4.1 Dataset Composition

The dataset for the spatial differentiation in housing rents in the GBA and influencing factors consists of the following 2 parts: (1) an .xls file of housing rents and influencing factor data for the area; and (2) a .shp file of housing rents and influencing factor data for the area.

4.2 Data Results

4.2.1 Data on Spatial Differentiation in Housing Rents in the GBA

Housing rents in the individual GBA counties/districts were assigned to 5 grades, i.e., <25, 25–40, 40–60, 60–100, and >100 Yuan·m–2·month–1, and these grades correspond to low, medium-low, medium, medium-high, and high rent levels. Descriptive statistics of units in each rent grade are shown in Table 3.

The GBA housing rent statistics show a pyramid distribution, i.e., the higher the rent grade, the smaller the units occupied by that rent grade. The 4 high-rent units with rent > 100 Yuan·m–2·month–1 are Hong Kong Island, Kowloon, and New Territories in Hong Kong and Macau; among these units, rents in Hong Kong Island and Kowloon are 387 and 319 Yuan·m–2·month–1, respectively. Among the 6 districts in Shenzhen (including Nanshan district, Futian district, Luohu district, Yantian district, Baoan district, and Longhua district) and the main urban area of Guangzhou (Yuexiu district and Tianhe district) are units with medium-high rents, with the highest rents of the 9 cities in the PRD. Seven units, including the peripheral areas of Shenzhen (Pingshan district, Longgang district, and Guangming district) and 4 districts adjacent to the main urban area of Guangzhou (Haizhu district, Liwan district, Baiyun district, and Panyu district) have medium rents. Thirteen units, including the peripheral area of Shenzhen (Dongguan districts/counties adjacent to Shenzhen), peripheral areas of Guangzhou (Guangzhou peripheral area and Foshan), and main urban areas of Zhuhai, Huizhou, and Jiangmen, have medium-low rents; most of the 26 other units, which are relatively long distances from Hong Kong, Shenzhen, and Guangzhou, have low rents.
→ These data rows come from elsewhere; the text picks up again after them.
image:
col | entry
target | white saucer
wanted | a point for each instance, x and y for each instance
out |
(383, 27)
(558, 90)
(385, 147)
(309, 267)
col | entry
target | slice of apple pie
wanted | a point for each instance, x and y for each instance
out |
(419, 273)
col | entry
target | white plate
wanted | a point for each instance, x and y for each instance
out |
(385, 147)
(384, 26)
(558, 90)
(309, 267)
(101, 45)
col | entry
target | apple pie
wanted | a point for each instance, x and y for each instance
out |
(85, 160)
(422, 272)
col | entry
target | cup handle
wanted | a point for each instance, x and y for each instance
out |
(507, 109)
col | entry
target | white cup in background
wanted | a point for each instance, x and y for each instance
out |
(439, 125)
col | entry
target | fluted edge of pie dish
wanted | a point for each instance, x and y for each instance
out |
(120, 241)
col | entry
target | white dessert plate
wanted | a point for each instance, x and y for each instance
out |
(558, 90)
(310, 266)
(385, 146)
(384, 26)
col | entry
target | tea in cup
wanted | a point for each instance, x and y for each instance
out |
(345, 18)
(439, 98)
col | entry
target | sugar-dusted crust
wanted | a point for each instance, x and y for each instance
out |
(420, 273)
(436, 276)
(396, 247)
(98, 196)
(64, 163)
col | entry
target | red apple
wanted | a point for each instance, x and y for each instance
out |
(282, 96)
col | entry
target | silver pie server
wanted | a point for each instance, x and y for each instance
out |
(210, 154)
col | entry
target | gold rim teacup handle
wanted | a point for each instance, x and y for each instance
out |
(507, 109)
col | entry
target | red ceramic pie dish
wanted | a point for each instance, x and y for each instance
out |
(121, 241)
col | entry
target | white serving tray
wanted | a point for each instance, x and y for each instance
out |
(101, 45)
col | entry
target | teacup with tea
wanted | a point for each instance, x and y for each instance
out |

In general, regarding the spatial differentiation in rents within the GBA, Hong Kong and Macau have the highest rents, the main urban areas of Guangzhou and Shenzhen have the second highest rents, and rents gradually decreased toward the periphery of these areas.

 

 

Table 3  Descriptive statistics of the grade interval of housing rents in GBA

Rent grades

Rent intervals
(Yuan·m–2·month–1)

Number of counties and districts

Minimum

Maximum

Mean

Median

Standard   deviation

High rent

>100

 4

167.40

386.93

278.71

280.25

95.09

Medium-high rent

 60–100

 8

 60.55

 98.26

74.64

66.20

14.80

Medium rent

40–60

 7

 40.60

 57.46

47.79

45.81

 6.95

Medium-low rent

25–40

13

 25.66

 38.71

29.11

27.59

 4.48

Low rent

<25

26

 18.22

 24.57

21.70

21.81

 1.80

Total

18.22–386.93

58

 18.22

386.93

51.54

25.95

68.79

 

The price-to-rent ratio of housing in the various counties/districts in the GBA was obtained by dividing the housing price per m2 by monthly rent per m2. This statistic is used to assess whether rents are reasonable. Price-to-rent ratio data were divided into 5 grades employing thresholds of 400, 500, 600, and 700; descriptive statistics for each grade are shown in Table 4. In general, the price-to-rent ratios for counties/districts in Guangzhou, Shenzhen, and Zhuhai were universally quite high, while those in the peripheral area of the GBA and Hong Kong were relatively low. Hong Kong had the highest rents but a relatively low price-to-rent ratio, which reflects the high rents in Hong Kong.

 

Table 4  Descriptive statistics of the grade interval of price-to-rent ratio in GBA

Price-to-rent ratio grades

Price-to-rent ratio grades intervals

Number of counties
and districts

Minimum

Maximum

Mean

Median

Standard   deviation

High price-to-rent ratio

>700

14

705.60

930.27

796.61

796.37

65.21

Medium-high price-to-rent ratio

600–700

10

621.46

681.26

655.04

656.11

17.99

Medium price-to-rent ratio

500–600

 8

500.19

591.44

542.98

540.49

35.21

Medium-low price-to-rent ratio

400–500

11

407.72

479.54

450.59

452.05

24.53

Low price-to-rent ratio

<400

15

285.90

400.00

348.03

358.38

39.10

Total

285.90–930.27

58

285.90

930.27

555.58

519.67

176.48

 

4.2.2 Data on Chief Factors Influencing Rents in the GBA

Employing a “rental demand + urban fundamentals” theoretical perspective, a model of factors influencing rents was constructed by including 6 influencing factors, i.e., recently added population, housing area per capita, income level, economic development level, industry structure, and educational structure[4]. The 6 influencing factors in this model were repres­ented as the number of additional permanent residents per km2 during the 2016–2018 period, average housing area per capita, average wage of staff and workers, GDP per capita, economic value added by tertiary industry as a share of GDP, and proportion of the employed population with a bachelor’s degree or above; descriptive statistics are provided in Table 5.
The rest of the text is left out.